# Day 7
## Part 1

Storage is every computer scientist's problem :)

Let's find out the size of each directory through non-binary trees
1. Define a tree for directories

In [1]:
# file objects:
# name:     string for the file name
# size:     interger for the file size 
class File:
    def __init__(self, name, size):
        self.name = name
        self.size = size

# directory tree object:
# name:             name of the node (name of the folder)
# nodes:            dictionary containing its leafs and subtrees
# 
# functions:
# add folder:       adds a folder (of type DirectoryTree) to the tree
#                   folders don't have a size, but they do have a name
# add files:        adds a file (of type File) to the tree like a leaf node
#                   files have a name and a size
# calculate_size:   calculates the size of the tree (i.e. all the files it contains)
#                   recurses through all its subtrees
class DirectoryTree:
    def __init__(self, name):
        self.name = name
        self.nodes = {}

    def add_folder(self, name):
        self.nodes[name] = DirectoryTree(name)

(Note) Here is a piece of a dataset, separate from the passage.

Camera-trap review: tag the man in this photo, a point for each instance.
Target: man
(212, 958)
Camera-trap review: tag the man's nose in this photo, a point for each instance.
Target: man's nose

    def add_file(self, name, size):
        self.nodes[name] = File(name, size)

    def calculate_size(self):
        total_size = 0
        for node in self.nodes.keys():
            # add file sizes to the total size
            if type(self.nodes[node]) == File:
                total_size += self.nodes[node].size
            # recurse for non-empty folders
            elif type(self.nodes[node]) == DirectoryTree and self.nodes[node].nodes != []: 
                total_size += self.nodes[node].calculate_size()
        return total_size

In [2]:
dir = DirectoryTree('/')
dir.add_folder('subdir')
dir.add_folder('subdir2')
dir.nodes['subdir2'].add_folder('subsubdir')
dir.nodes['subdir2'].nodes['subsubdir'].add_file('file_1', 11)
dir.nodes['subdir2'].nodes['subsubdir'].add_file('file_2', 12)
print(dir.nodes['subdir2'].calculate_size())

23


2. Import the data

In [3]:
raw_cmd_stuff = open('data/7.txt', 'r')
lines = raw_cmd_stuff.readlines()

3. Iterate through it and build a tree

In [4]:
tree = DirectoryTree('/')
current_dir = tree
parents = []

for line in lines:
    # $ cd / 
    # go to outer directory
    # reset parents
    if line == '$ cd /\n':
        current_dir = tree
        parents = []

    # $ cd .. 
    # move 1 directory down by reconstruction current_dir using parents
    # remove last parent
    elif line == '$ cd ..\n':
        current_dir = tree
        parents.pop()
        for parent in parents:
            current_dir = current_dir.nodes[parent]

    # $ cd something
    # move 1 directory up to something
    # add new parent
    elif line.startswith('$ cd'):
        new_dir = line.split(' ')[-1].replace('\n', '')
        current_dir = current_dir.nodes[new_dir]
        parents.append(new_dir)

    # $ ls
    # list all the files and folders in the current dir
    # (nothing happens here, we simply read in the following lines)
    elif line == '$ ls\n':
        pass

    # dir something
    # add folder something to the current dir
    elif line.startswith('dir'):
        new_folder = line.split(' ')[-1].replace('\n', '')
        current_dir.add_folder(new_folder)

    # number something
    # add file with size and name to current dir
    else:
        size = int(line.split(' ')[0])
        name = line.split(' ')[1].replace('\n', '')
        current_dir.add_file(name, size)


4. Calculate file sizes in all subtrees < 100000

In [5]:
# dictories don't allow duplicates, so just store sizes in array
sizes_all = []
sizes_small = []

def calc_subtree (subtree):
    for node in subtree.nodes:
        if type(subtree.nodes[node]) == DirectoryTree:
            size = subtree.nodes[node].calculate_size()
            sizes_all.append(size)
            if size < 100000:
                sizes_small.append(size)
            calc_subtree(subtree.nodes[node])

calc_subtree(tree)

5. Sum the sizes

In [6]:
sum(sizes_small)

1648397

## Part 2

What folder to remove?

1. Calculate how much needs to be removed
2. Check all sizes that would be large enough and are as small as possible

In [7]:
size_all = tree.calculate_size()
target_size = 40000000
target_remove = size_all - target_size

best_size = size_all

for size in sizes_all:
    # larger than needed
    if size > target_remove:
        # as small as possible
        if size < best_size:
            best_size = size

best_size

1815525